I strolled around the courtyard looking for the toilets. The dhaba seemed to be a franchise, with several different shops set up within it. At one I found this wonderful statue of a well-educated specimen of the genus Pan. I wasn’t sure whether a smile on the face of a chimp was supposed to be reassuring or threatening. It wasn’t showing its teeth, but I thought it wise to retreat after taking a quick photo.

A second gate was flanked by horses ready to set out on a wedding procession. It seemed to be taking some time saying goodbye to a strawberry man. Is that a better argument, or a sweeter one, than a straw man? A sugar high from a sweet and milky tea can set you thinking of strange things.

The Family wanted to take a look at the food shops around the entrance. Before I could enter, I found a sign which caught me. Kitsch is not just visual. The idea of a chocolate paan is as kitschy as that of the chimpanzee reading a book. Soni had finished his breakfast. He complained that the parathas were not as good as they were the last time he stopped here. We belted up. Nothing stood between us and the hills now.

Delhi to Chandigarh: highway kitsch

For most of the distance between Delhi and Chandigarh, you would follow National Highway 44. It turns out that this is the highway of kitsch. Finding a three-headed dragon in a parking lot, I asked The Young Niece whether it was from Harry Potter. The answer was definitely “No. Harry Potter only has a three headed dog.” This was a friendly dragon, and probably not called Fluffy. She posed under the dragon with an ice cream cone in her hand (which did not melt under its hot breath).

Much before that, before we had left the gravitational attraction of Delhi, we passed this wonderfully kitschy temple. The dwarapala of classic temple architecture have been replaced by giant statues of Ram and Hanuman. I took the photo as our car flew down the highway. Later, looking at the picture I was not sure whether the structure just behind the dwarapala is a dhaba or a temple. The triple spired structure behind the cube is definitely a temple, but, going by the signboards, the cube is probably a dhaba.

Our flight had landed in Delhi just after ten, and now it was getting to be time for lunch. The distance between the airport in Delhi and the center of Chandigarh can be covered in about four and a half hours, not counting a halt for food. The road is lined with dhabas, but most are empty of clients. It seems that opening a roadside eatery is a popular business, but not one which is highly remunerative. All the crowds seem to stop at places which are full of kitsch like the three-headed dragon.

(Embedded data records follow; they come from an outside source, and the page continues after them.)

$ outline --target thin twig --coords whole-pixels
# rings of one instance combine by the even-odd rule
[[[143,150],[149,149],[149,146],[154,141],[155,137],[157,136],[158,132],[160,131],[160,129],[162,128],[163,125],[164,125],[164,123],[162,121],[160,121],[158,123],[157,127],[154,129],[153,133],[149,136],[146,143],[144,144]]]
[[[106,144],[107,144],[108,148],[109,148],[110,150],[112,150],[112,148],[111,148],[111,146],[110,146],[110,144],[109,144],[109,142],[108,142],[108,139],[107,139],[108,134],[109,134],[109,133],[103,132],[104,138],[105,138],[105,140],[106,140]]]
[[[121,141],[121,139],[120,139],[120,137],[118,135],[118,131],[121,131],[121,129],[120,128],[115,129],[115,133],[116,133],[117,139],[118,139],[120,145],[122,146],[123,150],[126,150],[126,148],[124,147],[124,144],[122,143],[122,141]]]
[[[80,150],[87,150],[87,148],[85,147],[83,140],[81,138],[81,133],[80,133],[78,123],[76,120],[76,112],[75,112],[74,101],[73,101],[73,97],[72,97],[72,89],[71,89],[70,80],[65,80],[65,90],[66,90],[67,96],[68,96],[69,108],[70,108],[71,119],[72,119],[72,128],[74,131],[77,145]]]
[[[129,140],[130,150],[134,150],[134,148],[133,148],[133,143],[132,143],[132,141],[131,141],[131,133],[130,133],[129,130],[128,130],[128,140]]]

That dhaba also had toilets which were guarded by these statues in armour: another touch which was right out of an alternate world Harry Potter. “Of course,” I told The Family, “in this part of the world it has to be Hari Puttar.” Reassured, I walked into the clean loo. The Lotus tried to put forward a different theory of the origins of these statues, but I think the Hari Puttar story is too colourful to be wrong.

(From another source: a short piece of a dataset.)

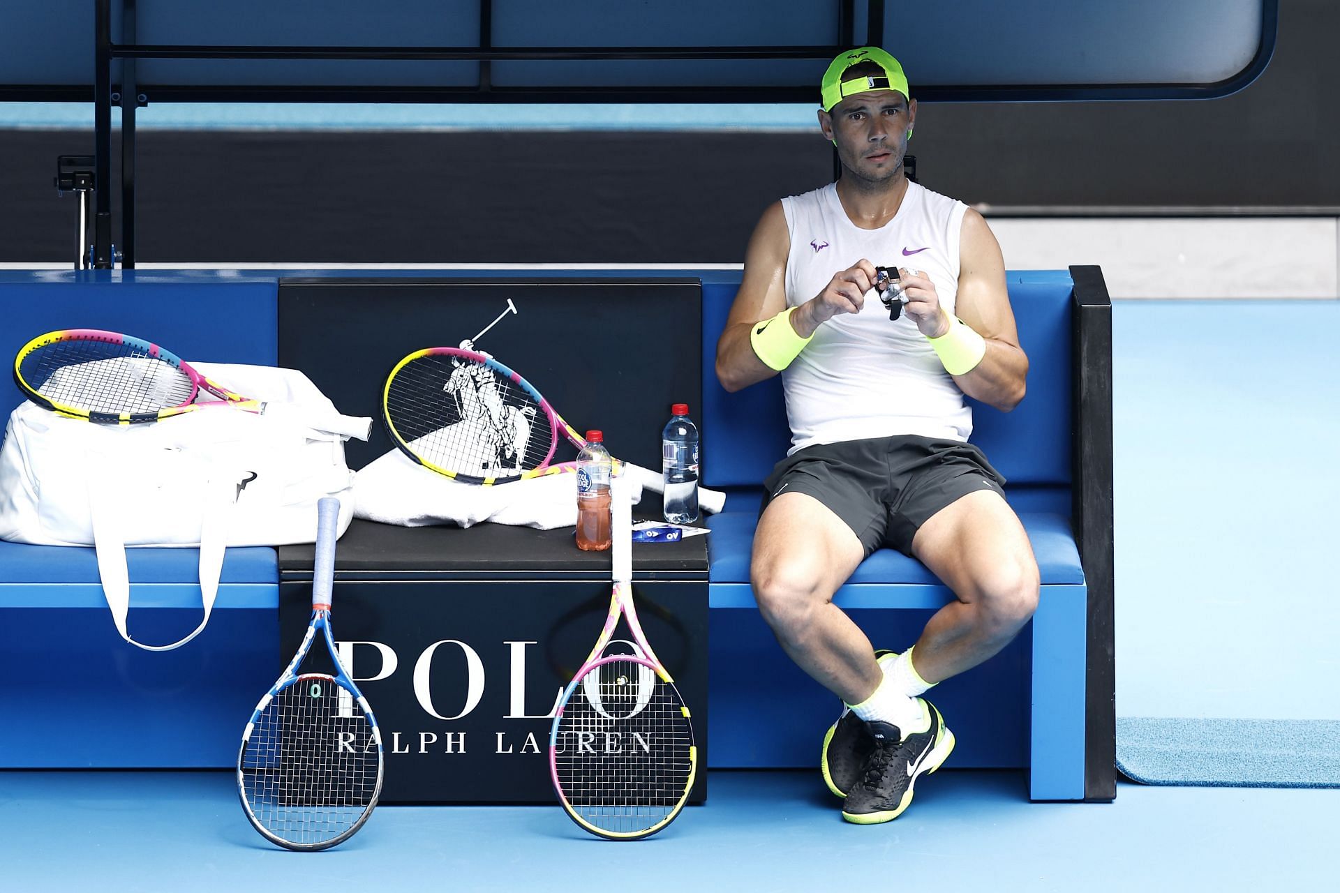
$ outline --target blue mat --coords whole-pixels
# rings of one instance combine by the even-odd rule
[[[1340,722],[1118,718],[1116,767],[1143,785],[1340,787]]]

Even the divider between the states of Haryana and Punjab is kitschy. Just after Amabala (or before, if you are coming from Chandigarh) is this amazing state border. The highway passed below a complicated arch with the name of the state written on it in large friendly letters. On the divider was a tall pole holding up something which looked like a conch shell disguised as a submarine. Some day in the future all this might look like classic art. I wonder what the kitsch of that time might be.